Die sich im Nahen Osten und Nordafrika herausgebildeten Bündniskonstellationen zeichnen sich bekanntlich durch hohe Volatilität aus und besitzen enormes Eskalationspotential. Jüngstes Beispiel ist die Verschärfung des Konfliktes zwischen der Türkei und Ägypten, in welchem sich der Dissenz über die Entwicklung in Libyen vor die türkische Grenze zu Syrien zu verlagern droht (https://www.al-monitor.com/pulse/originals/2020/08/turkey-egypt-libya-conflict-moves-closer-turkish-borders.html)

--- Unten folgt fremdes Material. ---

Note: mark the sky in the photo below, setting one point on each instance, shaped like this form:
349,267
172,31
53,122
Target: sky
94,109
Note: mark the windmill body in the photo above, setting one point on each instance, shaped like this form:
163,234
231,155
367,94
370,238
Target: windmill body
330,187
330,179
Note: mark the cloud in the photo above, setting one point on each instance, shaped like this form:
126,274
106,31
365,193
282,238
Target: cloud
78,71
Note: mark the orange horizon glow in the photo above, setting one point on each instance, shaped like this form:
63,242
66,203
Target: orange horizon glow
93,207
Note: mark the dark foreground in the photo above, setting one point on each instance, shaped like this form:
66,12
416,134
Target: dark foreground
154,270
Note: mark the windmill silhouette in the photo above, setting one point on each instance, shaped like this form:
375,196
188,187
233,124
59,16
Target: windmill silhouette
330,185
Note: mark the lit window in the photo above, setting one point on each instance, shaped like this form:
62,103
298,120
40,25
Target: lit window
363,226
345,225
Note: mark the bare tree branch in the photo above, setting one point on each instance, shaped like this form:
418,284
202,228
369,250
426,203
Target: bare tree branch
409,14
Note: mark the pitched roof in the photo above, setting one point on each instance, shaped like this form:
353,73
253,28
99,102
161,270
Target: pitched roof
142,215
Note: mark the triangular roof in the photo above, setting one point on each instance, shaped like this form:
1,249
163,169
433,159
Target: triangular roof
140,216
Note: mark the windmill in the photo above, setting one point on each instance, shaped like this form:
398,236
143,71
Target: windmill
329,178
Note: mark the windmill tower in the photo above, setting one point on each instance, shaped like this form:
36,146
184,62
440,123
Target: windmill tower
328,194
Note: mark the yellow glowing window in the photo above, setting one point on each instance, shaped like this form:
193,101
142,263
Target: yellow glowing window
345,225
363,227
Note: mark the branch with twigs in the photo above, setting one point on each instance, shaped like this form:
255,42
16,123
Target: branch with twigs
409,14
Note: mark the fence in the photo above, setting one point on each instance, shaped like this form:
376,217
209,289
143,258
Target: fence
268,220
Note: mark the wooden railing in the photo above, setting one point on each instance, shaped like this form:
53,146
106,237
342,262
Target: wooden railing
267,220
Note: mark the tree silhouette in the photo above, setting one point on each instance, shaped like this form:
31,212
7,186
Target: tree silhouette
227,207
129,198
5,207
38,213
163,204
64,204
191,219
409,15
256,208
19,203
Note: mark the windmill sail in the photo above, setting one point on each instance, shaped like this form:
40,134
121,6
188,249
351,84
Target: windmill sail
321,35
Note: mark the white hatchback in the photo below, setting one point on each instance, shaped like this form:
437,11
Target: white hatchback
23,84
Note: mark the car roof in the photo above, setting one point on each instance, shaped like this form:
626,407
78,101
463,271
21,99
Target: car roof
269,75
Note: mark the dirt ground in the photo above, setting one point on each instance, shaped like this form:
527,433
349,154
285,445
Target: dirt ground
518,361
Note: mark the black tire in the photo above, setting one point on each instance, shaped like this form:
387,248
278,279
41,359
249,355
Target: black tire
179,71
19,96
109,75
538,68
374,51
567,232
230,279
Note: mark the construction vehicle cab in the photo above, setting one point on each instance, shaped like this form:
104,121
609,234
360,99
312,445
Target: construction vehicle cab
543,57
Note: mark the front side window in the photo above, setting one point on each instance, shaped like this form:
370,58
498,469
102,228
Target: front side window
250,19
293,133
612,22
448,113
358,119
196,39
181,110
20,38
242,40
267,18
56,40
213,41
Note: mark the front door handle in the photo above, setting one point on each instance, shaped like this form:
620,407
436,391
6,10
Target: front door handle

Aber kommt es mitunter vielleicht  auch zu gleichsam konstruktiven Effekten? Die seit einigen Jahren andauernde Konfrontation zwischen Saudi-Arabien und den Vereinigten Arabischen Emiraten auf der einen, dem Iran, Quatar und - nicht mehr ganz so indirekt wie noch zu Beginn - der Türkei auf der anderen Seite, besitzt zumindest das Potenzial, die Machtverhältnisse auf der arabischen Halbinsel ordentlich durcheinander zu würfeln. 

Deutlich wurde dies in der Vergangenheit bereits etwa durch die Aufnahme, wenn auch nicht offizieller, politischer Gespräche  zwischen Israel und Saudi-Arabien sowie der Verschiebung der Einflusssphären in Palestina (wo Quatar und die Türkei ernst zu nehmende Kontakte mit der Hamas initiierte). 

Die nunmehr verkündete Aufnahme offizieller diplomatischer Beziehungen zwischen den VAE und Isreal könnte, laut einigen Kommentatoren, völlig neue Allianzen generieren und auf diese Weise für eine nachhaltige Verschiebung der Kräfteverhältnisse sorgen. 

Inwiefern daraus nun eine Entwicklung hin zur friedlichen Koexistenz der Länder in dieser Region abzuleiten ist, das sei an dieser Stelle der Naivität des Betrachters/der Betrachterin  überlassen. Einen echten Verhandlungsdurchbruch im sg. Nahostkonflikt zwischen Isreal und Palästina dürfte sich jedoch  niemand mit einem Funken Realismus im Hirn erhofft haben.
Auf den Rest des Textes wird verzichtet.